Heresies were generally started by a single individual though. Nearly always an influential member of the clergy. So it makes sense that these movements would also in CK3 stem from individuals with a theological focus.

I don't get how the current system of rolling the dice and having some random Scottish priest try to start the Fraticelli revolution is any more accurate. It would make more sense that the heresy took its roots in the traditions of the local clergy and spread from there.
 
Will the thing is to like heresy is for a long time they weren't dealt with violently it was normally squash doubt through council's. It was the evolution of the papacy and its need for control that push this violence with Heretics. And it honestly has to start for a reason that's organic it's normally starting from a reaction or a theological debate. The reason that Orthodoxy doesn't really go through heresy and it doesn't especially by the beginning time for the game is because they have so clearly laid out the dogma and the theology. Also you see this with the Eastern Church fathers is that it's not this judicial idea of salvation but this idea of returning to life to be fully Alive to be fully human and it is ongoing process throught theosis. We're here in the west you have this judicial theology this developing Theology and the raw opulence and temporal secular power of the Bishops. And even looking at the Holy Roman Empire during the example because it would so married to the Imperial ministration that Bishop all came from nobility it was very rare that it was some Parish priest at rose up. And because they weld secular power and they had Mistresses it was fairly common actually incredibly so of you know paying a tax for clerical concubine. So other words you're going to have to come up with these heresies await also respond to the decadence in the the church.
 
Will the thing is to like heresy is for a long time they weren't dealt with violently it was normally squash doubt through council's. It was the evolution of the papacy and its need for control that push this violence with Heretics. And it honestly has to start for a reason that's organic it's normally starting from a reaction or a theological debate. The reason that Orthodoxy doesn't really go through heresy and it doesn't especially by the beginning time for the game is because they have so clearly laid out the dogma and the theology. Also you see this with the Eastern Church fathers is that it's not this judicial idea of salvation but this idea of returning to life to be fully Alive to be fully human and it is ongoing process throught theosis. We're here in the west you have this judicial theology this developing Theology and the raw opulence and temporal secular power of the Bishops. And even looking at the Holy Roman Empire during the example because it would so married to the Imperial ministration that Bishop all came from nobility it was very rare that it was some Parish priest at rose up. And because they weld secular power and they had Mistresses it was fairly common actually incredibly so of you know paying a tax for clerical concubine. So other words you're going to have to come up with these heresies await also respond to the decadence in the the church.

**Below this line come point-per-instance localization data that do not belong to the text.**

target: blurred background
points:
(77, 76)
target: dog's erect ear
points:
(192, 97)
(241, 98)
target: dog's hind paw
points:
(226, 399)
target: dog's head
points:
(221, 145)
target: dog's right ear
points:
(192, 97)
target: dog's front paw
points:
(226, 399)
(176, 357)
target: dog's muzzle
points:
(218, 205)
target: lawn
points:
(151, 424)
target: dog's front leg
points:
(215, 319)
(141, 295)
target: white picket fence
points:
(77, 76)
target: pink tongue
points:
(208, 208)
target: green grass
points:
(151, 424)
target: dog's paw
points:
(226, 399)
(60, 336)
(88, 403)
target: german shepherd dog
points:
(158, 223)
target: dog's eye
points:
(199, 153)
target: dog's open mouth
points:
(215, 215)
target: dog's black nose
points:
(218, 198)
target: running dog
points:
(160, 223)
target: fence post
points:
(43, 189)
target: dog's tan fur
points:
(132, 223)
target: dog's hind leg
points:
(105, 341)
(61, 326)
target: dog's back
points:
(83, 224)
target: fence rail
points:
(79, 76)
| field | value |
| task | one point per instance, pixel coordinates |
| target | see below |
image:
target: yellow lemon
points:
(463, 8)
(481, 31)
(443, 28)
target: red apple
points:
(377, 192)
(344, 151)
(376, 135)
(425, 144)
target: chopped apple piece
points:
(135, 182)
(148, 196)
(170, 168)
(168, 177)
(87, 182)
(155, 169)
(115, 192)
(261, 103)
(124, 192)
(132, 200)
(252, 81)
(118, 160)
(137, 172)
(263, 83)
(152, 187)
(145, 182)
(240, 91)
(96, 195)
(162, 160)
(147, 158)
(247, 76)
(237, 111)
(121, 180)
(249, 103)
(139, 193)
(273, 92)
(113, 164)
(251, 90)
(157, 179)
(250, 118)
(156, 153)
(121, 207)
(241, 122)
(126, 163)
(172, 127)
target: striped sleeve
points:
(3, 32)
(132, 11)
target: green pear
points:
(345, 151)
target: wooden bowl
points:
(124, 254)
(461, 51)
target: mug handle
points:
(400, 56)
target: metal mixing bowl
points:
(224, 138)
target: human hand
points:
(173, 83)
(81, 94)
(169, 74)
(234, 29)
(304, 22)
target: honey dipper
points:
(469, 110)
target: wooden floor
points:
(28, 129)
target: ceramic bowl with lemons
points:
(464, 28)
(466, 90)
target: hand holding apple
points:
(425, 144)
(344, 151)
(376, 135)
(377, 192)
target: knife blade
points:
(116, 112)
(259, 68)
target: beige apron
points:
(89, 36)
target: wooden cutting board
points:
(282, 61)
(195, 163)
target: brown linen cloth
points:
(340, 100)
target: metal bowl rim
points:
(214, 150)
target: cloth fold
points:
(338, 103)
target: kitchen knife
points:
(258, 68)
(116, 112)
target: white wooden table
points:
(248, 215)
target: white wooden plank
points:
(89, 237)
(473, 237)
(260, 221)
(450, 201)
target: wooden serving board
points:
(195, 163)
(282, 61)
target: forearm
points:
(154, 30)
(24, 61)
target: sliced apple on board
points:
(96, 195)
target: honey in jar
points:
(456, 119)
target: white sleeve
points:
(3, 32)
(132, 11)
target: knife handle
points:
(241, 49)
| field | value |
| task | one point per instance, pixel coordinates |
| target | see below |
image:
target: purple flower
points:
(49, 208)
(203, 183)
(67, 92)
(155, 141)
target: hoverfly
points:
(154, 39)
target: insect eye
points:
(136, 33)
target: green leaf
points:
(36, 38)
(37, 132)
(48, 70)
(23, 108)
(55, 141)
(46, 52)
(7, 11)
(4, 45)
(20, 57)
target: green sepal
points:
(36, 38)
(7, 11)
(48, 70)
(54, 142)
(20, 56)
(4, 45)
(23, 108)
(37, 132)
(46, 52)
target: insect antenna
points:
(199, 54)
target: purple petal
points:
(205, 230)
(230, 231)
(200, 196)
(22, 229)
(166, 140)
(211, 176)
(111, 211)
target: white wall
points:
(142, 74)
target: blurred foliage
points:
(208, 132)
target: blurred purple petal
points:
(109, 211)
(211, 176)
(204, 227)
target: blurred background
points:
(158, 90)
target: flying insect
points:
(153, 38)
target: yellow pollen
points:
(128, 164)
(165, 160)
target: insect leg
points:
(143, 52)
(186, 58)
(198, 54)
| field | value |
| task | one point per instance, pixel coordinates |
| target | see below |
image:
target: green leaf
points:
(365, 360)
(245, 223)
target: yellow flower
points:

What are you talking about? Eastern Orthodoxy DID have heresies!

Have you ever heard of Iconoclasm?
 
So there will be no retinues at all then? Well theres one reason never to buy this game.

There will be "men-at-arms" in stead. They sound like retinues (high quality troops whose unit composition you can choose), but are raised like levies. So closer to how armies of the era functioned, with vassals supplying a certain number of troops equipped a certain way in times of war, but not having them be a standing army.

Perhaps the Knights will have honor guards that are always "raised", but so far we don't know.